G. de Arístegui es portavoz de Exteriores del Grupo Popular en el Congreso
02 Abril 2011
Sangrienta farsa siria
El presidente sirio, mofándose de sus propias promesas, ha optado por la más cruda represión contra quienes rechazan su dictadura. Las fuerzas de Bachar el Asad mataron ayer en Damasco al menos a tres personas, como antes lo han hecho en la ciudad costera de Latakia y en la sureña Deraa. Van más de un centenar de muertos en Siria en las últimas dos semanas, y el joven déspota ha recurrido ante su domesticado Parlamento al risible recurso de la conspiración internacional para explicar los acontecimientos sirios.
Asad, 12 años al frente de la férrea tiranía heredada de su padre, carece de credibilidad e intenta ganar tiempo. Sus propagandistas han vendido en los últimos días importantes reformas liberalizadoras, finalmente vacías. En su esperado discurso, el líder sirio no ha anunciado el final del estado de excepción, que permite desde hace medio siglo el silenciamiento de cualquier oposición y todo tipo de vilezas a sus fuerzas de seguridad; ni la legalización de partidos; ni libertad de prensa. Todo lo prometido por el desafiante dictador es un comité que indague las matanzas de manifestantes y otro que estudie la sustitución de la ley de emergencia por otra antiterrorista y de seguridad nacional. O sea, rebautizar el estado de excepción.
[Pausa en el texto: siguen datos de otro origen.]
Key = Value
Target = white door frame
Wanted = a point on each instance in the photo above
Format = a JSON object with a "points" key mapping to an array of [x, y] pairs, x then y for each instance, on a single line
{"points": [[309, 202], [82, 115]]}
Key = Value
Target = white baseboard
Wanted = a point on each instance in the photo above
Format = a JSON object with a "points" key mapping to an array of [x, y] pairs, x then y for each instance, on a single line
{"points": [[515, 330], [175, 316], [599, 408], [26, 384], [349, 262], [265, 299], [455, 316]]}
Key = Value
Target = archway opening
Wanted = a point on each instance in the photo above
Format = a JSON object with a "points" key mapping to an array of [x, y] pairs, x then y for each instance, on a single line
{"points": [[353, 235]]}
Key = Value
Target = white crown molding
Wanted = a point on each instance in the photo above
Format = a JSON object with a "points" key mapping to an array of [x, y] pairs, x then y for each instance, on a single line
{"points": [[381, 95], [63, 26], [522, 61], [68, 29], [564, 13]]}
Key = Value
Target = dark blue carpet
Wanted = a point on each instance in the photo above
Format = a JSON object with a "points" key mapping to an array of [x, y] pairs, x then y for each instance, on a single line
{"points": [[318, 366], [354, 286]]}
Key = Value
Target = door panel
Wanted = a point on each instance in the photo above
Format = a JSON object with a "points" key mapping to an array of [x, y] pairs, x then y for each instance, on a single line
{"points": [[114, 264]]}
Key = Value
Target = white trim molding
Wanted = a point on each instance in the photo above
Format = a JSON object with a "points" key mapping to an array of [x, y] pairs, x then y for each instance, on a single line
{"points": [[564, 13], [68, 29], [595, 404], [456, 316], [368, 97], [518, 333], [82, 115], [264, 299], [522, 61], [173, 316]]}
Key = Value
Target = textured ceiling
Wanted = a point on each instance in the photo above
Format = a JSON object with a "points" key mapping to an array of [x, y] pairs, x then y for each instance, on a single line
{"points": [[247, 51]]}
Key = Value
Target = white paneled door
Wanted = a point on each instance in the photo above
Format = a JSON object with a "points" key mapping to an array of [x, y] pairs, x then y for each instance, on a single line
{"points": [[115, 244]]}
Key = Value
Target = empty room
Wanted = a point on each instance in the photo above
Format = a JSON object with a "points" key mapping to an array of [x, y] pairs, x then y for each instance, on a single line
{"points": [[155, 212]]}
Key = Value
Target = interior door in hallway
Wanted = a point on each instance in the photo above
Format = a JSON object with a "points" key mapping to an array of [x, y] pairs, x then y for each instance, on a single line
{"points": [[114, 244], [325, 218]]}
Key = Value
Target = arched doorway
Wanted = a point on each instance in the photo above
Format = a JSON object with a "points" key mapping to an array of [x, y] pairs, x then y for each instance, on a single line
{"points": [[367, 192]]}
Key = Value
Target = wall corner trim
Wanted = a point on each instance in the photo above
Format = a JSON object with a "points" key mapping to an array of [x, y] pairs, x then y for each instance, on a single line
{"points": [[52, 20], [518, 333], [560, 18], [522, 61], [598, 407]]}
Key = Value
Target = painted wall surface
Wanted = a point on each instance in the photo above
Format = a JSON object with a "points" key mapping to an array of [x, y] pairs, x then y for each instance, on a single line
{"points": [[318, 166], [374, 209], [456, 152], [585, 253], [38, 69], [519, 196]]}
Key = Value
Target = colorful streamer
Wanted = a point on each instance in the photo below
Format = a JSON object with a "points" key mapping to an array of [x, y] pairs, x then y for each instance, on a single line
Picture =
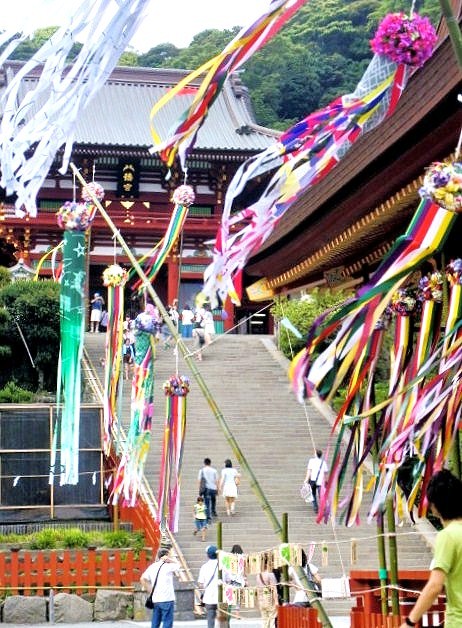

En la creciente revuelta siria se mezclan los mismos ingredientes y aspiraciones que en Túnez o Egipto. Siria es un Estado policíaco de partido único, el Baaz, corrompido desde la cúspide y controlado, también económicamente, por la familia presidencial y su círculo íntimo. Damasco se beneficia del capital político que le otorga su condición de aliado regional de Irán y factor determinante en Líbano y Gaza, por su apoyo a Hezbolá y Hamás. Ni siquiera EE UU o Israel, que ven en Asad un enemigo predecible, quieren un vuelco que llevaría más incertidumbre a una encrucijada crítica. Pero el régimen sirio, como otros vecinos, está siendo juzgado por su ejecutoria interior. Y su iniquidad es patente.
El Análisis
En marzo de 2011, Siria se convierte en el más reciente epicentro de una primavera árabe que, como las tormentas de arena, lo cubre todo con furia y caos. Pero en este crisol de historia y opresión, los brotes de libertad enfrentan desafíos únicos. Bashar al Asad, heredero de un régimen construido sobre el miedo, responde a las legítimas demandas de su pueblo con balas y tanques. El dictador no tiene otro lenguaje que el de la represión, aferrándose al poder como quien defiende un castillo de naipes en medio de un vendaval. Sin embargo, los opositores no ofrecen una alternativa mucho más esperanzadora: sectarismos, intereses foráneos y liderazgos tan antidemocráticos como el que buscan derrocar. Siria, una tierra de múltiples identidades, se ve empujada hacia una fragmentación que podría terminar por devorarla.
Frente a esta tragedia, las palabras de los analistas españoles se pierden en análisis que carecen de profundidad moral. Unos describen un régimen «petrificado» mientras banalizan la violencia estatal con términos como «cosméticas medidas económicas». Otros, por su parte, no dudan en pintar al régimen como una aberración histórica, pero su entusiasmo por el «vendaval de libertad» ignora las grietas en los movimientos opositores, incapaces de garantizar una transición justa. Pierden de vista lo esencial: el desastre causado por quienes convirtieron el país en un tablero de ajedrez, ya fuera en Estados Unidos, en Rusia o en Qatar. Siria no necesita héroes ni demonios, sino un compromiso internacional que priorice la paz, la pluralidad y la dignidad. Mientras tanto, el país se desangra, atrapado entre un régimen que aplasta y una oposición que, a menudo, representa más de lo mismo.